これが、50歳を目前にした私のとまどいに近い実感である。
私は、自分が少なくとも現代の常識人であると思っている。
そして、常識人は天国や来世という異次元の時空座標を微塵も信じてはいない。
天国や地獄は幼児のおとぎ話であり、終末や来世はご都合主義の神話以上のものではない。

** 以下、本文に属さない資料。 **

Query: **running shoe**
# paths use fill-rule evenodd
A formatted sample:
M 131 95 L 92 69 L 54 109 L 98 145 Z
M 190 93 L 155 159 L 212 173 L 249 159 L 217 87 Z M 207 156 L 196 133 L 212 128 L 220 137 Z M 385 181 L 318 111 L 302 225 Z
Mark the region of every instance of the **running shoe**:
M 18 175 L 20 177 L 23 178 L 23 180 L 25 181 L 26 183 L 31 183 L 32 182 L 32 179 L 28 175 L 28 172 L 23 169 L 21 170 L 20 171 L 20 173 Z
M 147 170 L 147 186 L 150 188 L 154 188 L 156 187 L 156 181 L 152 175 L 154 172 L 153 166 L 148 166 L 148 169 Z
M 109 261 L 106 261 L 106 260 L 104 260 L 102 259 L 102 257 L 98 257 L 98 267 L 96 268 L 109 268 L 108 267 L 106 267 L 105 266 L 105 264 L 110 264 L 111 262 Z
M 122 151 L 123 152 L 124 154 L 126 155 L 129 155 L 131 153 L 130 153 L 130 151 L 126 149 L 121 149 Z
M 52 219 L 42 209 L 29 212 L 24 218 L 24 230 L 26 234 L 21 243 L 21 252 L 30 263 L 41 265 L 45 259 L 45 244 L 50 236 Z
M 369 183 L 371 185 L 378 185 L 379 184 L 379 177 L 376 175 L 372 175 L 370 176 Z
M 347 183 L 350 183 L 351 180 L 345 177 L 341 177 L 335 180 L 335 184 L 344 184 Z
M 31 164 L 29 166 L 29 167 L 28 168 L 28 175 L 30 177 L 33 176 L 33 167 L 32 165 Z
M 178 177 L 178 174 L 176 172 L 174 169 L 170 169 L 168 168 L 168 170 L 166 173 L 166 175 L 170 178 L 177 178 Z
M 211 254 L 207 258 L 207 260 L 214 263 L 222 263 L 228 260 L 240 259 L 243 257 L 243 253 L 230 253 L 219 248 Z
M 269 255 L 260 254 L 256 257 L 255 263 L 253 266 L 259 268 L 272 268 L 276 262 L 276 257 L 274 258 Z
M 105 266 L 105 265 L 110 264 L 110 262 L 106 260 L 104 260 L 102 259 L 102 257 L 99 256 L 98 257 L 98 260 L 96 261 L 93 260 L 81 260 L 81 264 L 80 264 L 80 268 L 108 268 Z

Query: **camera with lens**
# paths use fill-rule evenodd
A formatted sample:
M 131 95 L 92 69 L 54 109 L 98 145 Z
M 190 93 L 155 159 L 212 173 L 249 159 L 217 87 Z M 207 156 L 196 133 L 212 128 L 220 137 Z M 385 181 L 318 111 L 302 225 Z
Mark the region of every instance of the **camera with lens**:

現代のありがたい教育のおかげで、常識人は現実と非現実をきっちり区別している。
では、現代の常識人は何を信じているのか?
今、自分が依拠している座標以外の来世はないという現実を信じているのである。
日々、自分が否応なく老いてゆくという現実の座標を、である。
その現実の座標に人生の意義がある。しかし、その現実の座標に人生の救いはない。
社会や科学は、人が生きてゆくための何らかの意義を与えてくれる。
しかし、社会や科学は人を救済してはくれない。
人は誰も、否応なく老い、そして死んでゆく。
社会や科学はそれを止めることも否定することもできない。
現実の座標は、社会や科学をも巻き込んで混沌と流れてゆく。
そして、現代の常識人はもはや、宗教という古めかしい非現実の座標にしがみつくほど素朴でもない。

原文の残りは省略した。